I took a sip of my drink. “To be honest, I don’t fully understand why you’re here conducting this investigation.”
“Like I said yesterday, I’ve been sent here because the TAU suspect you of working with the Brotherhood. They want to know about your involvement with them…”
“Okay. But you’ve been giving me mixed signals. It seems like you want to hear the story in full, otherwise why would you be going along with it? But you’ve repeatedly asked me to cut ahead and complained about me taking my time. Which one is it? Do you really want me to just talk about K? Or do you want me to give the complete story? I would imagine that for an investigation such as this, one in which the goal is to determine a powerful authority figure’s allegiance, that more detail would always be better. Yet on the first day in particular, and before admitting to your true mission yesterday, you continually implied you wanted me to skip ahead. Yet clearly, that isn’t true. Can you see the contradiction?”
Silence hung in the air. I breathed calmly. Her eyes fell away from mine as she considered how to respond. I knew something was up with her.
At last she looked up at me. “I wanted to see how you would react,” she said, confidently. “It’s… a fairly standard procedure.”
I folded my arms. “So, this whole time you’ve actually wanted to hear the full story?”
“Yes,” she said, and smirked.
I believed her; it only made sense that all along she had wanted to hear all the details of the story, employing reverse psychology initially and feigning disinterest. But it still didn’t fully make sense. Her methodology seemed a little too erratic, and a little too malleable. Over the past few days she had acted in strange ways. The only consistent behaviour that I could see was that everything she said, and every action she took, she was always trying to look inconspicuous. Even in this moment. And once I realized that, I knew that either her intentions were sinister, or she didn’t really trust me at all.
My ears lowered as I stared at her. None of this made any sense. She adjusted her hat, emblazoned with the TAU symbol of Earth. Had they really sent her to test if I was affiliated with the Brotherhood?
“Well, that clears some things up,” I said, lifting my ears and trying to look relaxed. “You know, we might have gotten along better if you had just been upfront about it from the beginning.”
She leaned back. “Yes, I know… but I was sent here to test you. Part of that means… withholding some information. But for what it’s worth, I trust you.”

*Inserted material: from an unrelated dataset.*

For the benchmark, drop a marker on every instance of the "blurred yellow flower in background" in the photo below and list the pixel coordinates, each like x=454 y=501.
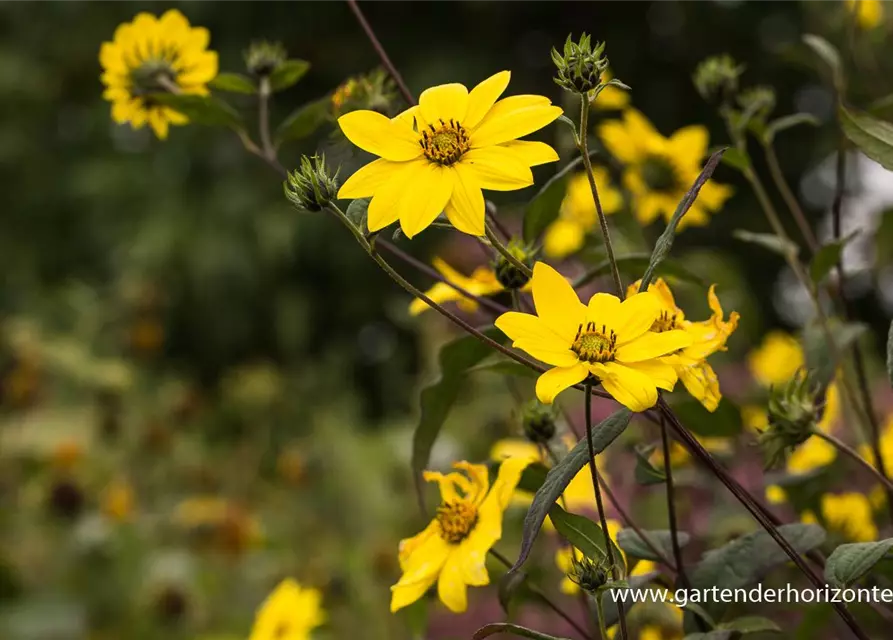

Her smile was so close to genuine this time, but not quite. She’s offering me trust so that I will do the same. I didn’t know what her intentions were. But I knew that I had to keep playing along if I was going to find out. And I was determined to find out.
“Thank you,” I said. “Are you ready for the next part of the story?”
She clicked a button on her computer, and looked up at me with a wicked smile. “Of course.”
I narrowed my eyes and leaned forward, grabbing my drink. “Well get ready- this is where the story gets interesting.”